Bugün 10 Ocak Çalışan Gazeteciler Günü.
Wikipedia’dan alıntı yapalım:
“Gazetecilik mesleğini icra edenleri onurlandırmak için 1961’den beri 10 Ocak günü düzenlenen Türkiye’ye özgü bir kutlama günüdür.”
Doğrudur, sadece Türkiye’ye özgü bir gün bugün…
Taa 4 Ocak 1961 yılında çıkarılan 212 sayılı yasayla çalışan gazetecilere bir takım haklar ve düzenlemeler gelince akabinde yine 1961’den itibaren her yılın 10 Ocak’ı Çalışan Gazeteciler Günü olmuş.
Peki, ne kadar mutlu gazeteciler?
Ne kadar huzurlular?
Geçim halleri nice?
Gazeteciler dediğimizde Türkiye’de hep ikili bir ayrım akla gelir; alaylılar, mektepliler.
İşini iyi yapıyorsa, basın kurallarına uyuyorsa, mesleki etik nedir biliyorsa bizim gözümüzde ikisi de eştir; mektepli olan mektepli olduğu için saygındır; alaylı olana da çekirdekten yetişip mesleğin püf noktalarını çok derinden öğrendiği için saygı duyulmalıdır.

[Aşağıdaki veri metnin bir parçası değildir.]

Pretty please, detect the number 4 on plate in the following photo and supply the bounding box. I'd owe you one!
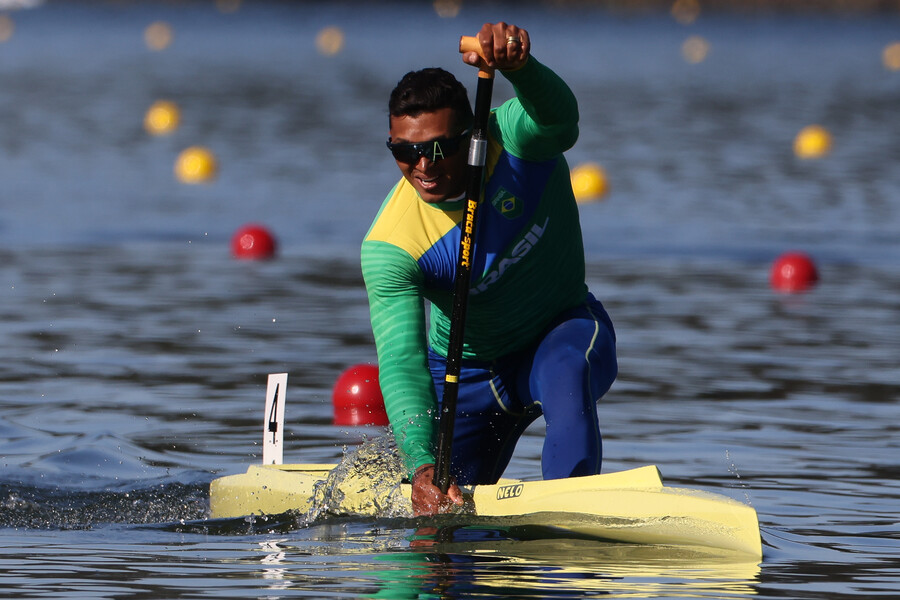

Ama artık Türkiye’de gazeteciler için başka ayrımlar da var maalesef:
Dürüst olanlar, mesleği çıkar amaçlı kullananlar…
Objektif ve doğruluktan ayrılmayanlar, nabza göre şerbet verip bukalemun kılığına girenler…
Özgür olanlar, tetikçi olanlar…
Basına saygı duyanlar, basını silah olarak kullananlar…
Gazetecilik; mesleğini gönülden yapan onurlu emekçilerin sırtında yürüyorsa yürüyor.
Artık herkes kimin nasıl gazetecilik yaptığının farkında…
Gönül isterdi ki, gazeteciliğin saygınlığı zarar görmemiş olsun.
Ama uzun zamandır her meslek dalında yaşanan bozulma bu alanda da mevcut…
Çoğu kez çıkar amaçlı yapılan bir gazetecilikle karşılaşan toplum otomatik refleks ile basından soğuyor, gazetelerden uzak tutuyor.
Türkiye’deki ulusal gazetelerin satış rakamlarına bakın…
Bedava dağıtılanları da çıkarın…
Sonra o rakamlara bir daha bakın, acı bir satış rakamı yüzümüze vuracak.
İnternet, sosyal medya, gelişen teknoloji gibi gerekçelerle bunu mazur göstermeyi bir kenara koyalım, gazete başkadır.
Gazete fikir ölçeğidir.
Kütüphanedir.
Derstir.
Fakat Türkiye’de gazetecilik sorunlu ve tatsız bir mecra…
Önce uluslararası alanda yerimiz iyi bir noktada değil, bunu biliyoruz.
Özellikle fikir ve ifade hürriyeti ihlalleri ve tutuklu gazeteciler açısından sıkıntılı bir tablo var karşımızda.
Bu ise uluslararası camiada ülke imajına büyük zarar veriyor.
Onun dışında, iş bulsa da ekonomik açıdan sıkıntılı ve zor bir süreçte olan geniş bir kitle var.
Peki iş bulamayanlar?..
Fakülte enflasyonu gazetecilik açısından da mevcut ve gazetecilik-enformasyon bölümlerinden mezun olanlar arasındaki işsizlik çığ gibi büyüyor.
Anadolu’daki gazetecilerin büyükşehirlerde veya ideallerindeki kurumlarda işe girebilmeleri hayal ötesi…
Bugün gazeteciler, karınca kararınca gündemde kendilerine yer bulabildikleri için az da olsa mutlular belki ama yarın yine onlar da her özel gün gazisi gibi unutulup kendi yalnızlıklarında bırakılacaklar.
Ve Türkiye yine basın özgürlüğü ligindeki kötü yeriyle anılacak.
Yine de…
Madem 10 Ocak’ı gösteriyor takvim…
O zaman gazetecilerin mutlu günlerinin artarak çoğaldığı bir dilek tutalım mı onlar için?